NEW YORK - Food shortages are worsening around the world. And the plastic pollution crisis continues to intensify. What if there was one solution to both of these problems?
A Michigan scientist thinks there could be.
"What we're trying to do is use microbes to take plastic and other inedible plant material and turn that into something that's nutritious," said Steve Techtmann, an environmental microbiologist and associate professor at Michigan Technological University.
The idea is to turn components of plastic into protein and other nutrients like fats and sugars.
If that sounds unpalatable to you, well, Tecthmann said he doesn't want to eat plastic, either.
"What we're trying to do is take that plastic and turn it into something totally different," he said.
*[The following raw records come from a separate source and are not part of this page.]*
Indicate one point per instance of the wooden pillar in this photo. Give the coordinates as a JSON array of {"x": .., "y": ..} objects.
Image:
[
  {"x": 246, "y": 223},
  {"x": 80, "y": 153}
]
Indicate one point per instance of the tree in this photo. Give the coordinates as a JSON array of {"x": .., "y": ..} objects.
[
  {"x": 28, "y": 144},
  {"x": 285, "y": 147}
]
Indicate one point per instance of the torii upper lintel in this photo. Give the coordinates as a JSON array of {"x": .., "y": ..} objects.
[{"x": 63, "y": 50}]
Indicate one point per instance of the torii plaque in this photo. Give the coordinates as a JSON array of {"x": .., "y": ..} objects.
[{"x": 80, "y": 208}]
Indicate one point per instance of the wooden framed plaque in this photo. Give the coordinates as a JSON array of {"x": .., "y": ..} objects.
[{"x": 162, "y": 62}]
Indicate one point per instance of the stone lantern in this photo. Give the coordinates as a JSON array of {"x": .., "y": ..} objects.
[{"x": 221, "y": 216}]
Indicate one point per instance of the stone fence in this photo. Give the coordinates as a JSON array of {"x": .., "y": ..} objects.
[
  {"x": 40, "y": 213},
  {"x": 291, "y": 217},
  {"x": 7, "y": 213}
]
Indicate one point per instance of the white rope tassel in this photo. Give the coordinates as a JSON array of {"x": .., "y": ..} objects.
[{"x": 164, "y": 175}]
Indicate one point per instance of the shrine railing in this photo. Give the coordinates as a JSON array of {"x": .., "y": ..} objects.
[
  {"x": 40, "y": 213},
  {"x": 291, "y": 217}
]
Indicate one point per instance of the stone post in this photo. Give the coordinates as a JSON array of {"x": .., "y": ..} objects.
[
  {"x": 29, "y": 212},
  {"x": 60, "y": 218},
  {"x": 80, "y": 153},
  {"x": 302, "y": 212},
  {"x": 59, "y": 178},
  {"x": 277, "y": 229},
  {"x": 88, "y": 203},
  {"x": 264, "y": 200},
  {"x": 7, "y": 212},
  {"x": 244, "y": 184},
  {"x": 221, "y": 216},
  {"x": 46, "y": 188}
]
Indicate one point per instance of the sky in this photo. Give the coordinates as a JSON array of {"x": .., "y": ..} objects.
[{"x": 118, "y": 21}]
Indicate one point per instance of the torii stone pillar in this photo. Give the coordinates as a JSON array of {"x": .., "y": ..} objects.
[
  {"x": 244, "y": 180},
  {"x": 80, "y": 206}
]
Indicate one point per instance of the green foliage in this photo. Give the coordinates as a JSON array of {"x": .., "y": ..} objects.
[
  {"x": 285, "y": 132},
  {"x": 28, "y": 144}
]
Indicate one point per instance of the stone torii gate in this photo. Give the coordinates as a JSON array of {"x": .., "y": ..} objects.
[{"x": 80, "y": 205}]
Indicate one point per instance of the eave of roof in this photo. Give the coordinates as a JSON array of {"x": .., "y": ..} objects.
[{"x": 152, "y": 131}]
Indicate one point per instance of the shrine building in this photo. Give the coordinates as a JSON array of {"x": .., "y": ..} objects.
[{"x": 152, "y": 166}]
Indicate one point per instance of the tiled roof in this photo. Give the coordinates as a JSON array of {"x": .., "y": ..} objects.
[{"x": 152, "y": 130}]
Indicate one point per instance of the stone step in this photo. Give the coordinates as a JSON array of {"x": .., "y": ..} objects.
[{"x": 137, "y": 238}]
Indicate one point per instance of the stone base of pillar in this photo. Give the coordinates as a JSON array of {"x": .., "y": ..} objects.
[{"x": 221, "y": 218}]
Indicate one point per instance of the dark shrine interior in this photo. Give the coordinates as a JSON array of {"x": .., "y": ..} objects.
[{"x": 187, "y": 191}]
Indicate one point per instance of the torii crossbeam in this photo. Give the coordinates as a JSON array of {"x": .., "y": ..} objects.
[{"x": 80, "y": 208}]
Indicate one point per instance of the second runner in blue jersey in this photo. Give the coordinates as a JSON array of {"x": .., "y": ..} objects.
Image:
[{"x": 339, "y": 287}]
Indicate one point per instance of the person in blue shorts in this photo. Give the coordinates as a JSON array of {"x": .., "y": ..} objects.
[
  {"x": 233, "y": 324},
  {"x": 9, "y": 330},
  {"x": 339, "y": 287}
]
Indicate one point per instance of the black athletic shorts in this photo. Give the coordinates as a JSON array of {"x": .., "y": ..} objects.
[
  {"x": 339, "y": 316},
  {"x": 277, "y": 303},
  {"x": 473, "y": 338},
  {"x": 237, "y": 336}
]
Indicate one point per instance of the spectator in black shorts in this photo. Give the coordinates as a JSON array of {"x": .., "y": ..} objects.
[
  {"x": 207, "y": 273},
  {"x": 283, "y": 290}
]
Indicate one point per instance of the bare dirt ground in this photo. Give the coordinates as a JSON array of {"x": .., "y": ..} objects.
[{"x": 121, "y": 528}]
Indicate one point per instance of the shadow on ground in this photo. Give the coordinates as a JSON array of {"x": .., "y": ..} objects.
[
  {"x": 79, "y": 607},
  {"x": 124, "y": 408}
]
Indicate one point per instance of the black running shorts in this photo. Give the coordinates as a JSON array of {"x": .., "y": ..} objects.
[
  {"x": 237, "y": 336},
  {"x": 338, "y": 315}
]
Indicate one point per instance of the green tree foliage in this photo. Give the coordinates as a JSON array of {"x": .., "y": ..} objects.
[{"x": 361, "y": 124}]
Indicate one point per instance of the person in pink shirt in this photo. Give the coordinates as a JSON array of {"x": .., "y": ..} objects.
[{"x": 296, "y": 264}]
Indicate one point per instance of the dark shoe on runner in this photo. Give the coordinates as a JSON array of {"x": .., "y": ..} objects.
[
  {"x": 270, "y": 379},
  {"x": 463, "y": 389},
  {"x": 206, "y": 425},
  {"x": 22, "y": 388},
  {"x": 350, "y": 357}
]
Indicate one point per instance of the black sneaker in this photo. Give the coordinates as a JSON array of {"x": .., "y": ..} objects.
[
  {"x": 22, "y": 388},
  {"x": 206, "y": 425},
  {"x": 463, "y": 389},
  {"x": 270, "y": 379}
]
Techtmann and his colleague Ting Lu of the University of Illinois Urbana-Champaign were just awarded the 2021 Future Insight Prize by Merck KGaA in Darmstadt, Germany. The prize of 1 million euros (about $1.18 million) will allow them to delve deeper into their research.
Their process works by using microbes to break down the plastic completely.
"In the end, all we're left with is microbial cells," Techtmann explained. "And those cells are made up of a lot of the same things in the food we eat: proteins, lipids, sugars and vitamins." He said the resulting cells, once dried out, are a powder resembling brown sugar.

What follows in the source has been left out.